Second phase - Configurability and weaknesses:

In phase two we looked at what part of the LLMs we wanted to compare and more generally what sort of challenges LLMs handled well and what was not handled as well. The LLMs offered today can be configured in multiple ways and some have little impact on the task at hand, others might have more. It was important to establish which had an impact and which we needed to disregard to lower the complexity of the project. LLM parameters such as prompt, temperature and top_p were considered. Our researchers found that temperature and top_p was not important and could be disregarded for now. The choice of model and prompt was deemed important. Leaving it up to the customer to choose a specific model for translation allows flexibility, cost savings and the opportunity to change strategies over time as more data becomes available. There were no major pitfalls found with the fundamental guardrails implemented already in our system. However, larger scale testing will be necessary to confirm this. After the second phase we allowed certain customers to play around with the feature and provide feedback before it was generally released.

Third phase - what does the future hold:

The initial results of using real time translations are very promising, including quality, latency and usability. More needs to be done on UX and GDPR and a lot more can be done in extending the solution itself and supporting it with additional features such as conversation summaries, tools for cross team collaboration, e.g. different groups of customer agents working in different languages, testing of new models and different use cases for different models. More work is also done on keeping product, model and brand names out of the translation and looking at whether we can translate to languages not currently supported by our VA solution. It's also possible to give the end user a lot of influence over what is going on, but is that something our customers want to give them? As with other AI related projects there is a lot more that can be done, we are only just starting.

Conclusion:

LLMs open up for functionality that previously could only be dreamed of, such as the opportunity for people to engage in natural conversation using different languages. To a developer the functionality is now easily accessible and the role of a developer in a project like this is creating the bridge between the LLMs APIs and the product users. Only by doing extensive testing and carefully and slowly introducing the functionality into production, can the quality of these new tools be controlled and the right guardrails be put in place.

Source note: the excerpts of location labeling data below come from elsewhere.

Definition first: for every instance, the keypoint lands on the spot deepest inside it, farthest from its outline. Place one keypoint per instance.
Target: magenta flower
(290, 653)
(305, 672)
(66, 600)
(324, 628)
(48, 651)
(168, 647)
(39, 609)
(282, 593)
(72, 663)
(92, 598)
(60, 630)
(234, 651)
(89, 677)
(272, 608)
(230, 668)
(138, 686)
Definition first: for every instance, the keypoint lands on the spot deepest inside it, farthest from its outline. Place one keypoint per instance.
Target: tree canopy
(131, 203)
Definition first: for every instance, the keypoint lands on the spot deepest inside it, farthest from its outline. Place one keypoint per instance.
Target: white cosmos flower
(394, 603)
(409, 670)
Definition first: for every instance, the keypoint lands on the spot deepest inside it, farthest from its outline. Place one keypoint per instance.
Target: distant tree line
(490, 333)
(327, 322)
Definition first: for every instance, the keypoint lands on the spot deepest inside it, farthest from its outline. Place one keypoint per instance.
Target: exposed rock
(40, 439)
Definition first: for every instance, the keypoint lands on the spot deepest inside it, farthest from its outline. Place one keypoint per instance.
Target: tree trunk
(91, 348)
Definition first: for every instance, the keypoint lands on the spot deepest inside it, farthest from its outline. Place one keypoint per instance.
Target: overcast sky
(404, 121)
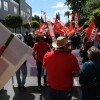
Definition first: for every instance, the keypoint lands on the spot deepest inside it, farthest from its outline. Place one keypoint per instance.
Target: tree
(14, 21)
(58, 16)
(67, 13)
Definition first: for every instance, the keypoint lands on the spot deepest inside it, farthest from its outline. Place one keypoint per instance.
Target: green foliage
(14, 21)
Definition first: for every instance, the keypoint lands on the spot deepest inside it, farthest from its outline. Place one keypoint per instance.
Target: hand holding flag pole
(44, 13)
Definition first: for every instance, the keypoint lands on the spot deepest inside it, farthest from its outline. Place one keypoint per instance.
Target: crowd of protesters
(61, 66)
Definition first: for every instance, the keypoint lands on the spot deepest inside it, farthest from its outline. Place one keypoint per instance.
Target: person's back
(39, 50)
(61, 67)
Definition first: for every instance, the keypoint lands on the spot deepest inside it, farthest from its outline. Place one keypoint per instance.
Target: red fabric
(28, 20)
(90, 28)
(41, 48)
(59, 27)
(60, 66)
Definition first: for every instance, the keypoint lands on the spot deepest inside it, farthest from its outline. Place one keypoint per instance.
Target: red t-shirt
(60, 66)
(41, 48)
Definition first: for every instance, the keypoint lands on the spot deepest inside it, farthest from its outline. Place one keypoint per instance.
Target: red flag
(90, 28)
(71, 30)
(42, 27)
(76, 20)
(44, 13)
(59, 27)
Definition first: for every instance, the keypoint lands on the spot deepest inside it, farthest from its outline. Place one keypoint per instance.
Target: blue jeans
(59, 94)
(22, 70)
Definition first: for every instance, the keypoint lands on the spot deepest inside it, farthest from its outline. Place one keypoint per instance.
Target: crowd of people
(62, 66)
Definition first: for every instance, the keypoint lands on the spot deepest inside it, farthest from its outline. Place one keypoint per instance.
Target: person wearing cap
(61, 67)
(39, 50)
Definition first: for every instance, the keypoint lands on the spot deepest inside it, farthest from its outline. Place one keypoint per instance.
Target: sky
(51, 7)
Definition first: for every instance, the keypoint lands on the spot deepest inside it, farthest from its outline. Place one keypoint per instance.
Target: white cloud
(58, 5)
(62, 12)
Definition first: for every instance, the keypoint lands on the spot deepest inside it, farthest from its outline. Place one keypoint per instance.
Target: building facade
(15, 7)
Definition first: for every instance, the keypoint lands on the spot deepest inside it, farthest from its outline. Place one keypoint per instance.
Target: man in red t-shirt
(61, 66)
(39, 50)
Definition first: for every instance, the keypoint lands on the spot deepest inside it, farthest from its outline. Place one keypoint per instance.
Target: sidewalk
(11, 92)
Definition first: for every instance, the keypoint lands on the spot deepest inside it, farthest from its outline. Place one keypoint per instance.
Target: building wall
(21, 5)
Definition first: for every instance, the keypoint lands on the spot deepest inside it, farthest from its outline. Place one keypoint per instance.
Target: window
(0, 3)
(5, 6)
(15, 10)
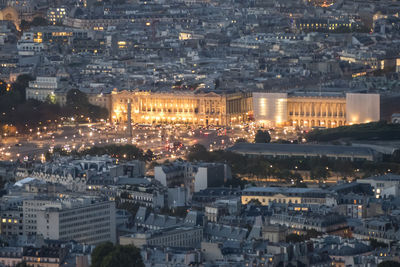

Any feature where AI and LLMs in particular plays a part needs to consider ethical consequences of the use of the technology. The developer might not have much of a say in whether a feature is created, leaving most of the responsibility to the company creating the feature. However, the developer is the first person to test and perhaps realize some of the pitfalls or concerns the feature presents. These concerns then need to be brought to the attention of the product team immediately and the developer needs to attempt to mitigate them at an early stage. To real time translation of messages some concerns will be irrelevant as it will not flood the web with synthetic data, nor will it -with a very low room for creativity from the model (low temperature) - create harmful or biased data. The concerns raised have mainly been the need for privacy and control of end user data and the loss of jobs for existing customer service personnel. Privacy needs to be maintained in this case with strong security measures in place, warnings to the end user and agent that data is shared and the opportunity to opt out of the translation if the end user is not comfortable sharing. In regards to customer agent jobs the end goal would be that the customer agents would be divided into groups according to what their skills and interests are and not what language they are proficient in. Whether this is the end result remains to be seen.